Na penúltima sessão do julgamento, a juíza Sofia Claudino recuperou o auto da polícia que descreve Francisco Pedro como “promotor” da acção. “É uma conotação jurídica, não é bem uma forma espontânea”, disse a juíza. “Isso fui eu que disse”, confirmou o agente. Em tribunal, o advogado de defesa, Sérgio Figueiredo, alertou para o facto de a declaração de Francisco ter sido obtida “antes de lhe serem lidos e atribuídos os direitos, nomeadamente o direito ao silêncio”. A juíza confrontou Paulo Santos com a possibilidade de a sua interpretação ter sido excessiva. “Poderia ser o responsável ou poderia ser só a pessoa corajosa, eloquente, que assumiu uma responsabilidade”, ressalvou a juíza Sofia Claudino na altura.

Em comunicado, a campanha Aterra reafirmou esta quinta-feira a sua convicção de que o processo contra Francisco Pedro teve como objectivo “intimidar quem age perante o ecocídio em curso”. No banco dos réus, defendem, deveriam sentar-se “o Governo e a concessionária dos Aeroportos de Portugal, a multinacional Vinci, que devem ser julgadas por ameaçarem o equilíbrio climático e os ecossistemas de todos nós em nome do lucro de alguns”.

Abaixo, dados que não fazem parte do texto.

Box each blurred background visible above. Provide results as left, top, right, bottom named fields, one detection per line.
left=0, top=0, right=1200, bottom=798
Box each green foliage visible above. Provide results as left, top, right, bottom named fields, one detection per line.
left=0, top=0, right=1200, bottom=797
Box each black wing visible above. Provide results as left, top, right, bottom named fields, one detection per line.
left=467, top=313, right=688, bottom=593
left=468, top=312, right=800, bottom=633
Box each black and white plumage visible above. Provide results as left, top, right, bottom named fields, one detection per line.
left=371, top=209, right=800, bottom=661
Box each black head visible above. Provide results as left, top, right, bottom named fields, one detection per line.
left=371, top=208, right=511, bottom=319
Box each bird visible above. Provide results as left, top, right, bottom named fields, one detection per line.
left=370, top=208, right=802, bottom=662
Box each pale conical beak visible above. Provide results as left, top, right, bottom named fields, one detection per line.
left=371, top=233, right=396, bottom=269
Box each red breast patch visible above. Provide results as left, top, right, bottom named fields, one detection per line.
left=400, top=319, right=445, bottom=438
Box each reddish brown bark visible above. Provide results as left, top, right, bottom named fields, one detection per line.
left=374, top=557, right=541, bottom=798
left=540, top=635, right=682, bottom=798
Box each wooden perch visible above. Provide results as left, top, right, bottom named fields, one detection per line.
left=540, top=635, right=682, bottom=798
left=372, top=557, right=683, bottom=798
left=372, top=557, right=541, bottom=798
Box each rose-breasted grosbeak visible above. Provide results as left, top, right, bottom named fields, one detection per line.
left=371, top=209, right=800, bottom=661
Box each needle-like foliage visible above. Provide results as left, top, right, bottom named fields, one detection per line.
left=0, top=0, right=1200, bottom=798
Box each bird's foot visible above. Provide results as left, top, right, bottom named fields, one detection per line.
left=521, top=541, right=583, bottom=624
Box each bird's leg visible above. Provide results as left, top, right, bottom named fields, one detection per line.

Neste momento há quatro consórcios na corrida à análise do novo aeroporto de Lisboa. O Aeroporto do Montijo obteve declaração de impacto ambiental condicionada em Janeiro de 2020. Porém, no início de Março de 2021, a Autoridade Nacional da Aviação Civil (ANAC) indeferiu liminarmente o pedido da ANA – Aeroportos de Portugal de apreciação prévia de viabilidade para a construção daquela infra-estrutura, por não ter obtido um parecer favorável de todas as câmaras municipais dos concelhos potencialmente afectados.

Na sequência da decisão da ANAC, o Governo tomou a decisão de promover uma avaliação ambiental estratégica que fará um estudo comparado de três soluções.